Era stato Gustave Courbet, grande e potente campione del realismo francese, a metà ‘800, a fare della natura innevata il soggetto di numerose opere. Ma per quanto fosse coraggiosamente innamorato di quella sua novità, a Courbet non riuscì mai di esprimere l’incanto della neve.

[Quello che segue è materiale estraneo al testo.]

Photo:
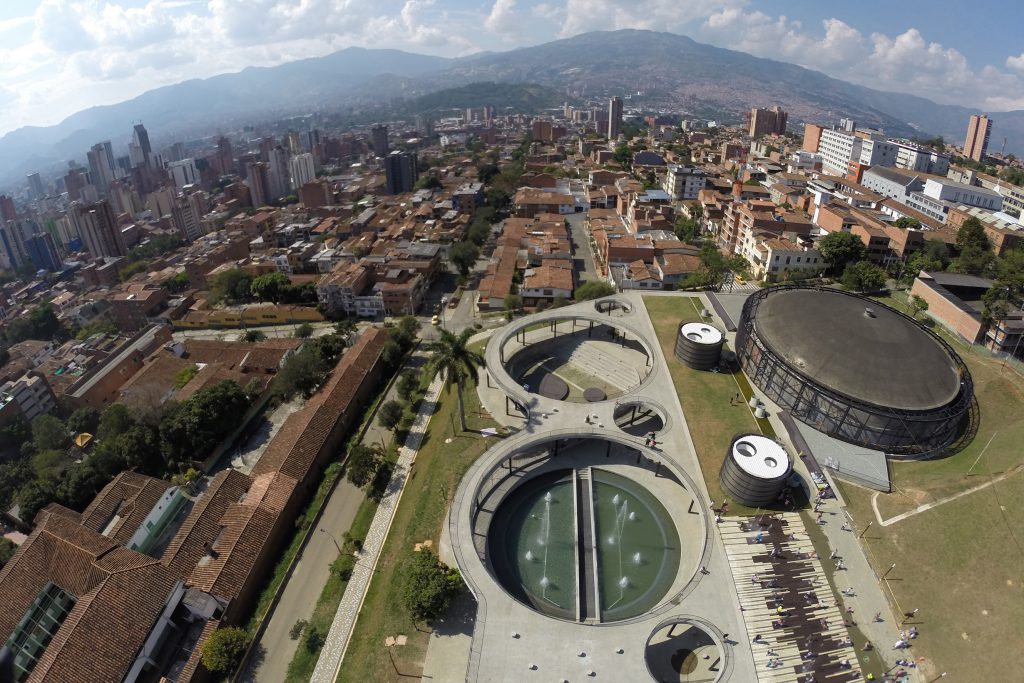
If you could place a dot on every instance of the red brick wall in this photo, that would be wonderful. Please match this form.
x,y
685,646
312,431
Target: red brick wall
x,y
951,316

È una neve quasi zavorrata dal buio del bosco: la terra, le foglie, gli alberi finivano con lo schiacciare la neve, quasi spegnendone la luce. Con Monet invece avviene una sorta di improvvisa liberazione.

 

Se guardiamo questo quadro ci accorgiamo che sostanzialmente è un monocromo bianco, interrotto solo da poche tracce marroni, degli esili tronchi di rami e della staccionata. Monet infatti intuisce che sono i bianchi ad accendere il bianco, con un effetto ottico abbagliante: basta controllare il contrasto che si crea tra la zona dell’ombra creata dalla staccionata e il campo in primo piano. L’ombra in realtà è bianca, ma sembra quasi essere stata intrisa di un blu che la rabbuia. In questo modo Monet ottiene il risultato di un bianco quasi abbacinante nella fetta di paesaggio più vicina a noi.

 

È qui infatti che avviene una sorta di trasfigurazione, perché a sorpresa scopriamo il sole. Un sole che non c’è e non ci può essere, perché il cielo è intriso di bianco né più né meno della terra innevata. È un giorno gonfio di neve, sulla terra e nell’aria. Eppure Monet ci sorprende accendendo un sole imprevisto, e mettendo sull’asse dei suoi raggi anche la macchia scura della gazza che dà il titolo al quadro. È appoggiata su un rudimentale cancelletto, che richiama un pentagramma. Il sole, la gazza, il canto evocato: la bellezza di questo quadro è tutta in ciò  che non avrebbe dovuto esserci.